Cuando la ciudad se recorre «a pie de calle», es decir, a la altura de los ojos de los viandantes, van apareciendo formas abstractas que compiten con otras imágenes más realistas.

Así, como si fuesen notas o secuencias musicales para una sinfonía urbana, observamos elementos arquitectónicos —balcones, pasos de cebra, farolas o porches— que son mitad funcionalidad, mitad fantasía volumétrica.
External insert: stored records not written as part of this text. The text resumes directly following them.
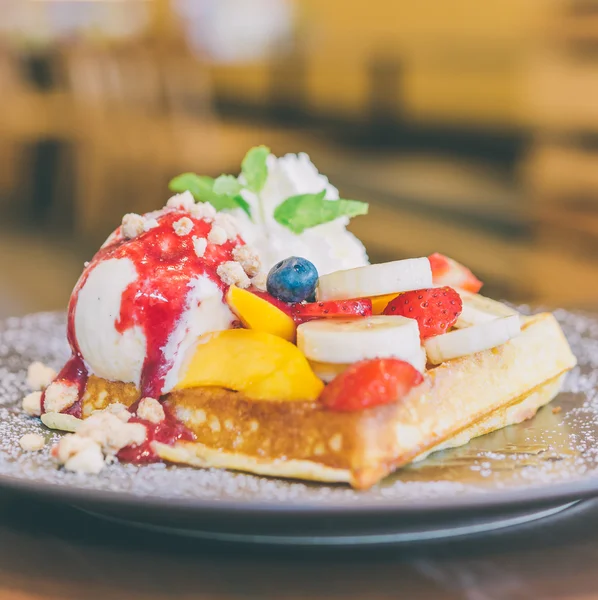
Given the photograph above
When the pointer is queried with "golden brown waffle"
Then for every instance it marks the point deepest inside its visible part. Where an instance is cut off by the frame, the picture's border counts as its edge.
(458, 400)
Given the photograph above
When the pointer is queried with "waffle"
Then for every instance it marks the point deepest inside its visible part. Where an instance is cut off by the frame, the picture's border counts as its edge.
(459, 400)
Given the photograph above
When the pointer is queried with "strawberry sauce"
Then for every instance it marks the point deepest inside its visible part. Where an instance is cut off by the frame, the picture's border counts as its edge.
(169, 431)
(166, 264)
(73, 372)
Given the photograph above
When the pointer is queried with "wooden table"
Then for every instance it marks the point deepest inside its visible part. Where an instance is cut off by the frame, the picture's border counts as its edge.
(56, 552)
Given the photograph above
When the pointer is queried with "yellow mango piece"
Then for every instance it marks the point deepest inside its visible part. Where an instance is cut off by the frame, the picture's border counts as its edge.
(379, 302)
(257, 363)
(258, 314)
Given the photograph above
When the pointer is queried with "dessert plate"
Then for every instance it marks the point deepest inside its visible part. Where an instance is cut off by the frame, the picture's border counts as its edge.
(520, 473)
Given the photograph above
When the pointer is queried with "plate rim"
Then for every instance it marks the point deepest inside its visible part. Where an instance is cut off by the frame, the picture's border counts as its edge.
(487, 501)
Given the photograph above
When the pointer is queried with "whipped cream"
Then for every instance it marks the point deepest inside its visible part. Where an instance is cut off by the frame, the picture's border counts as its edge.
(329, 246)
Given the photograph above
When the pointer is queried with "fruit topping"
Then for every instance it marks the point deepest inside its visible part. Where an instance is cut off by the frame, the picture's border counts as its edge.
(346, 341)
(331, 309)
(376, 280)
(371, 383)
(436, 310)
(478, 309)
(379, 303)
(446, 271)
(470, 340)
(293, 279)
(259, 314)
(261, 365)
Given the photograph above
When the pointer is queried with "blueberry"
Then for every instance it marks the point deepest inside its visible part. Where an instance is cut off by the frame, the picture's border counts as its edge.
(292, 280)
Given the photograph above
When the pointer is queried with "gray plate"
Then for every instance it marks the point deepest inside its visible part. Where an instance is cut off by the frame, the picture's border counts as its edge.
(506, 475)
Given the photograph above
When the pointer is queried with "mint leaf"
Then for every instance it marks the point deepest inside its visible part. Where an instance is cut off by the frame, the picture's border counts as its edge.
(227, 185)
(200, 186)
(299, 213)
(242, 203)
(202, 189)
(254, 168)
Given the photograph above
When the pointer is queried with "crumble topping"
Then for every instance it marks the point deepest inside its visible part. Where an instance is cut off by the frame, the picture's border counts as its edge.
(32, 404)
(249, 259)
(39, 376)
(32, 442)
(182, 201)
(132, 225)
(151, 410)
(199, 245)
(111, 432)
(259, 281)
(232, 273)
(79, 454)
(228, 223)
(150, 224)
(60, 396)
(120, 410)
(183, 226)
(203, 210)
(217, 235)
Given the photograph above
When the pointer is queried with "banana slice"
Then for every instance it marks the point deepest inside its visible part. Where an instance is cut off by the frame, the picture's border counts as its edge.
(345, 341)
(328, 371)
(376, 280)
(473, 339)
(478, 309)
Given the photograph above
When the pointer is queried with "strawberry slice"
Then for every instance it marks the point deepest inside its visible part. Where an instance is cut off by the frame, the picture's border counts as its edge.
(436, 309)
(331, 309)
(446, 271)
(371, 383)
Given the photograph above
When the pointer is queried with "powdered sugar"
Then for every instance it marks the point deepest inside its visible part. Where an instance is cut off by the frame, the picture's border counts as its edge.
(549, 449)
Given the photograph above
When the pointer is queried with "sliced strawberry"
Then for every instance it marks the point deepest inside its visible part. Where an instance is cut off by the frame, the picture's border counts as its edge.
(361, 307)
(436, 309)
(371, 383)
(286, 308)
(446, 271)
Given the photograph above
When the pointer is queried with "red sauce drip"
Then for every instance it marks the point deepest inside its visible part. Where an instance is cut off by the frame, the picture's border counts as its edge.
(73, 372)
(166, 264)
(168, 431)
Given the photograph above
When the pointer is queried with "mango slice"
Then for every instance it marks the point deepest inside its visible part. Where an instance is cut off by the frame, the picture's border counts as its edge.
(257, 363)
(379, 303)
(258, 314)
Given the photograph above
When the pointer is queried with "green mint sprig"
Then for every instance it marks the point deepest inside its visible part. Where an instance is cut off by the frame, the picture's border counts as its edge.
(296, 213)
(304, 211)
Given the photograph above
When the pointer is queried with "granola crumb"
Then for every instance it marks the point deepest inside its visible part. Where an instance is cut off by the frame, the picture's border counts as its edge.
(259, 281)
(217, 235)
(203, 210)
(183, 226)
(39, 376)
(232, 273)
(32, 442)
(228, 223)
(150, 224)
(132, 225)
(60, 396)
(182, 201)
(199, 245)
(110, 432)
(249, 259)
(32, 404)
(151, 410)
(79, 454)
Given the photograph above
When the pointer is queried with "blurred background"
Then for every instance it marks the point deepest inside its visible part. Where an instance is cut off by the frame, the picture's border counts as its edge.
(471, 128)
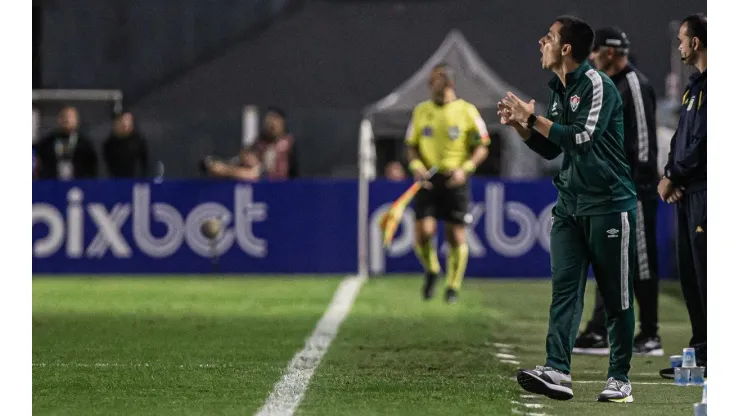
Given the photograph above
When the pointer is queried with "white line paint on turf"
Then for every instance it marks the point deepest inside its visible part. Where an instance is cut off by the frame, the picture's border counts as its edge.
(138, 365)
(603, 373)
(639, 383)
(288, 392)
(519, 412)
(529, 405)
(506, 356)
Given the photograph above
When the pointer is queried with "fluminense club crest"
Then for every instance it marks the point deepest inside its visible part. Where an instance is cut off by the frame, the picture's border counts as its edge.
(574, 101)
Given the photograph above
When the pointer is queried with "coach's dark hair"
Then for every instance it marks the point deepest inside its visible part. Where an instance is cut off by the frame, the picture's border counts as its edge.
(696, 27)
(578, 34)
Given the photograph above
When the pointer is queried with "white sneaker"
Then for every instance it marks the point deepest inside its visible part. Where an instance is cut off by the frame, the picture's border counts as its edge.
(546, 381)
(616, 391)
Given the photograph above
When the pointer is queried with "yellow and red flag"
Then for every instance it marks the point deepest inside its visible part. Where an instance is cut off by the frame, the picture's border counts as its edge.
(390, 220)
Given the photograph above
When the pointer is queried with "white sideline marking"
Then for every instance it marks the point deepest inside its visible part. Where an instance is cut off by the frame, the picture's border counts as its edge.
(519, 412)
(639, 383)
(288, 392)
(529, 405)
(136, 365)
(507, 356)
(603, 373)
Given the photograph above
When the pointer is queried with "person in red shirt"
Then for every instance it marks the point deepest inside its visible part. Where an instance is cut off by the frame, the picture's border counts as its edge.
(275, 147)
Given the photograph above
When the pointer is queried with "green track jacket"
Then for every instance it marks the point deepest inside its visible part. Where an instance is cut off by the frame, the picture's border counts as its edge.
(588, 129)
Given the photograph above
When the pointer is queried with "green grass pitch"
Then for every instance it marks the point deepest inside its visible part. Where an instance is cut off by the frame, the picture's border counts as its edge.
(217, 346)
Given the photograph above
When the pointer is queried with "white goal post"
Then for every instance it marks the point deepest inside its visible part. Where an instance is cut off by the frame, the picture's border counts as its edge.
(366, 167)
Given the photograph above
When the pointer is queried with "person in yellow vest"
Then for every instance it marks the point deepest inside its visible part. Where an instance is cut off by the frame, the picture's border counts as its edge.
(447, 133)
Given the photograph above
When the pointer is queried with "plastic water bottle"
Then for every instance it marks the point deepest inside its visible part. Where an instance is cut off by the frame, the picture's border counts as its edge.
(689, 358)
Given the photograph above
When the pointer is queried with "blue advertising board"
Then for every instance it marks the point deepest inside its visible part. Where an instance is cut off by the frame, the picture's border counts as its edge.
(301, 226)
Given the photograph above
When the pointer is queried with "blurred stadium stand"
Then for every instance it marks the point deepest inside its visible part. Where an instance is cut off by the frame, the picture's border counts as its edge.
(188, 71)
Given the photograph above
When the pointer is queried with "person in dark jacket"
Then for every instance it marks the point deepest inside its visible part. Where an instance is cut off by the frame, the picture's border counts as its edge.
(66, 153)
(125, 151)
(685, 184)
(593, 221)
(610, 55)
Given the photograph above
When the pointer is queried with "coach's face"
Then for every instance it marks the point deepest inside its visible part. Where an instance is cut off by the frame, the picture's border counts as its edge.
(69, 120)
(438, 82)
(550, 47)
(688, 47)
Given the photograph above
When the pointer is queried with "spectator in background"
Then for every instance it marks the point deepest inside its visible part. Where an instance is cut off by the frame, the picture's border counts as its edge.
(65, 153)
(246, 166)
(394, 171)
(125, 151)
(275, 148)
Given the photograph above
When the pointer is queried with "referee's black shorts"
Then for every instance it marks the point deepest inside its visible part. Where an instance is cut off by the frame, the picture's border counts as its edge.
(444, 203)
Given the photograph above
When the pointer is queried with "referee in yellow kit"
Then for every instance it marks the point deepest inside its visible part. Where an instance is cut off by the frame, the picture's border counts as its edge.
(448, 133)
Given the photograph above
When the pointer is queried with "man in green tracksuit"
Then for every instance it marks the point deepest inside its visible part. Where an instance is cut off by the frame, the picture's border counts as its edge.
(594, 217)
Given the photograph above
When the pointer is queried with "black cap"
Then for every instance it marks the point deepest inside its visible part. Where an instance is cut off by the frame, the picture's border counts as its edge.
(277, 110)
(611, 37)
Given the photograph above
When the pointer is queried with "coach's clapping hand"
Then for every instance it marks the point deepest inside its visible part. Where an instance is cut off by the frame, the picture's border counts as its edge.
(518, 109)
(505, 115)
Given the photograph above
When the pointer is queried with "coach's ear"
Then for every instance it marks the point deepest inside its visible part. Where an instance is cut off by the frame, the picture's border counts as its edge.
(566, 49)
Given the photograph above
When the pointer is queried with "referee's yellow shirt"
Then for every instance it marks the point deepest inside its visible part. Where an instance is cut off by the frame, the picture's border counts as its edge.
(446, 134)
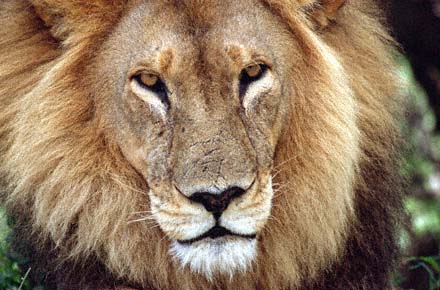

A veces el espacio público esconde lo dúctil y ofrece lo estructurado. A veces las ciudades precisan de «ejes editoriales» que democraticen la experiencia sobre ellas. Sin embargo, cada habitante o cada barrio imagina unos usos imprevistos, de modo que aquel delirio que Rem Koolhaas propagó hace más de medio siglo acerca de Manhattan, aquella espontaneidad que contrarrestaba el peso del urbanismo más hardcore, no siempre necesita de sus respectivos manifiestos: en ocasiones las calles son laboratorios a su pesar.

Líneas duras, podríamos decir; cemento, alquitrán, hormigón y signos universales contra cierto carácter específico de la naturaleza, una naturaleza que suele introducir sospechas y posibilidad allí donde otros ven algo férreo y autoritario.